In director Frank Lotito's Growing Up Smith, one year is enough to provide a lifetime of memories for a little Indian boy plunked down in the midwest in 1979. The Bhatnagar family, father Bhaskar (Anjul Nigam), mother Nilani (Poorna Jagannathan from The Night Of), daughter Asha (Shoba Narayanan, and the youngest, son Smith (Roni Akurati) have immigrated to America in the late '70s to make their fortune and eventually return to India in style. However, while Bhaskar and Nilani play the roles of breadwinner and homemaker dutifully, they have no intention of leaving behind their way of life, even when the going gets tough as their children desperately try to make the best of their new surroundings.
Smith, a name given to the youngest in the family because his father wanted him to have the most American name possible, is as awkward a tween as they come. Gangly as a spider with Coke-bottle glasses, he tries with all his might to fit in, and does a pretty decent job, except when he's being singled out by the local bullies for torment. Luckily for him, he has a partner in crime, his very own ten-year-old Farrah Fawcett, the lovely Amy Brunner. A charming and effervescent girl who lives across the street and finds every bit of the Bhatnagar family's eccentricity utterly involving.
The pair quickly form a bond that looks like the early stages of puppy love, but neither of them is completely ready to accept that as a possibility, and so they merely stay in close orbit around one another, doing the cute little things ten-year-olds do to show they care. They get in trouble together, they get back out of trouble together, and they have each others backs when the bullies come knocking at the door. In Amy, Smith sees everything that he loves about the US, the openness, the freedom, the ability to be whatever he wants in defiance of his parents desire to see him as a neurosurgeon. In Smith, Amy sees the world, a place and a life outside of their podunk town, and the possibility that what she has in hand isn't all there is to life. And for these reasons, they are happy.

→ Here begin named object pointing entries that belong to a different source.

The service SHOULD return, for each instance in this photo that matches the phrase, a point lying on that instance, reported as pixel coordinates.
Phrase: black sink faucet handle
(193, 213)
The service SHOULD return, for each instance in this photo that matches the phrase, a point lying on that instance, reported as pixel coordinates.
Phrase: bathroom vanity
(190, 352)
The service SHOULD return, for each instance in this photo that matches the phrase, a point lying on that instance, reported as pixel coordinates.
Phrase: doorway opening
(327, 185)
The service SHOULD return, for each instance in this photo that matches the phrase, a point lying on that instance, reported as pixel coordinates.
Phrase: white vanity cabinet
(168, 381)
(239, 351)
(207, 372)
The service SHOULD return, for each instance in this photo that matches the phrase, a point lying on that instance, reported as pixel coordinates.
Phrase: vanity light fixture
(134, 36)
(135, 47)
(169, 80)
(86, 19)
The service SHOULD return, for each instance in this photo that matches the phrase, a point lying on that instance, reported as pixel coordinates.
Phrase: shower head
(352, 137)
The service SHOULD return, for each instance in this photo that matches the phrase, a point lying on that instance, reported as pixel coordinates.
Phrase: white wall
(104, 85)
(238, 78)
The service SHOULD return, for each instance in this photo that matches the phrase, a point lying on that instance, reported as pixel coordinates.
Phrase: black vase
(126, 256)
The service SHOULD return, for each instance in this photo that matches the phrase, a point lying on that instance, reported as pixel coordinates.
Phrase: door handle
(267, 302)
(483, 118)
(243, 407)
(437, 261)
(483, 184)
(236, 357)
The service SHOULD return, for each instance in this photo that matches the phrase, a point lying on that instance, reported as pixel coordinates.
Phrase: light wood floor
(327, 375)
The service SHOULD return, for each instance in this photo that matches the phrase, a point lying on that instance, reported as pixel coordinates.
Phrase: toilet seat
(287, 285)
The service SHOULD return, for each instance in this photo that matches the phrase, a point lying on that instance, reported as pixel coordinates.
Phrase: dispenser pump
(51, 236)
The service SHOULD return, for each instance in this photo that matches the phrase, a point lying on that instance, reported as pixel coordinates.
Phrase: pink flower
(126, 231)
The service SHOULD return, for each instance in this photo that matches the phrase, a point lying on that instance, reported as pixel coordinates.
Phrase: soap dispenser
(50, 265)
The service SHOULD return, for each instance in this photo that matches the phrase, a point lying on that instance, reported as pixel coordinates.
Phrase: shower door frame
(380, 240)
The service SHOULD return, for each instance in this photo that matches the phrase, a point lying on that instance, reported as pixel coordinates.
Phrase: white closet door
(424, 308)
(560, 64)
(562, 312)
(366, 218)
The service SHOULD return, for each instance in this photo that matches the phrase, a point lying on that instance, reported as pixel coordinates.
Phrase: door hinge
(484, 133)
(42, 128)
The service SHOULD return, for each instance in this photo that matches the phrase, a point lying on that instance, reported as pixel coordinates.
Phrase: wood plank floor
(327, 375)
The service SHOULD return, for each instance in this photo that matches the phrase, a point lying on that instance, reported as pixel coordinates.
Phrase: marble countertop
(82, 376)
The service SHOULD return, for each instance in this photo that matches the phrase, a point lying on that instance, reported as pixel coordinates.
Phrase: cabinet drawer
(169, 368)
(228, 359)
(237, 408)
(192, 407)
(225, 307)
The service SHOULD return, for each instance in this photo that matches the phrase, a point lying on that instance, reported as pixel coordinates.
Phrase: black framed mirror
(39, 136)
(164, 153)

Not all is well among the Bhatnagar clan, though, and the elders are there to squash any ideas the children might have of becoming too American. Bhaskar is overbearing and demanding of his children, he wants to raise them as though they still live in India, but the social mores of home no longer exist, so he's in a constant state of tension as he struggles to drag them back under his command. This tension brings yet another influence into Smith's world, Amy's father, the aptly named Butch Brunner (Jason Lee).
When Smith wanders into the Brunner's garage after walking Amy home, he spies Butch working on an old Indian motorcycle and takes it as an omen. The two become fast friends and Smith has a new role model, one who represents the masculine side of the American dream that he wants. This pair have almost as many adventures as Smith and Amy, leading to just as many lasting memories and comical misunderstandings. Unfortunately, one of these misunderstandings takes Smith too far, and it's only a matter of time before he wakes from his dream life.
Growing Up Smith reminds me of some of the great coming of age stories of the last 40 years. The tone is very similar to the classic late '80s series The Wonder Years, but while that show spread out over several years, this one condenses the story and its multitude of highs and lows into a single year. In that regard it probably more closely resembles the boys of summer classic, The Sandlot. Both films feature a boy out of his depth looking to connect in a new place to people with whom he has nothing in common. If either of those films appeal to you, Growing Up Smith is a solid watch for kids of a certain age, or really anyone who has ever been a little bit different from those around them.
The film does employ a few too many deus ex machina tricks for my tastes, dropping unusually dramatic beats into an otherwise functioning story for the sake of expediency, but that's more of a grown up concern than the kind that would bother the film's intended audience. I watched it with my twelve year old son and it seemed to tick all the boxes that it intended to tick, and got a few hearty laughs from him in the process. It's not a perfect film, but apart from some unnecessarily heavy plot points, it's certainly enjoyable. It's hard to ask for more than that.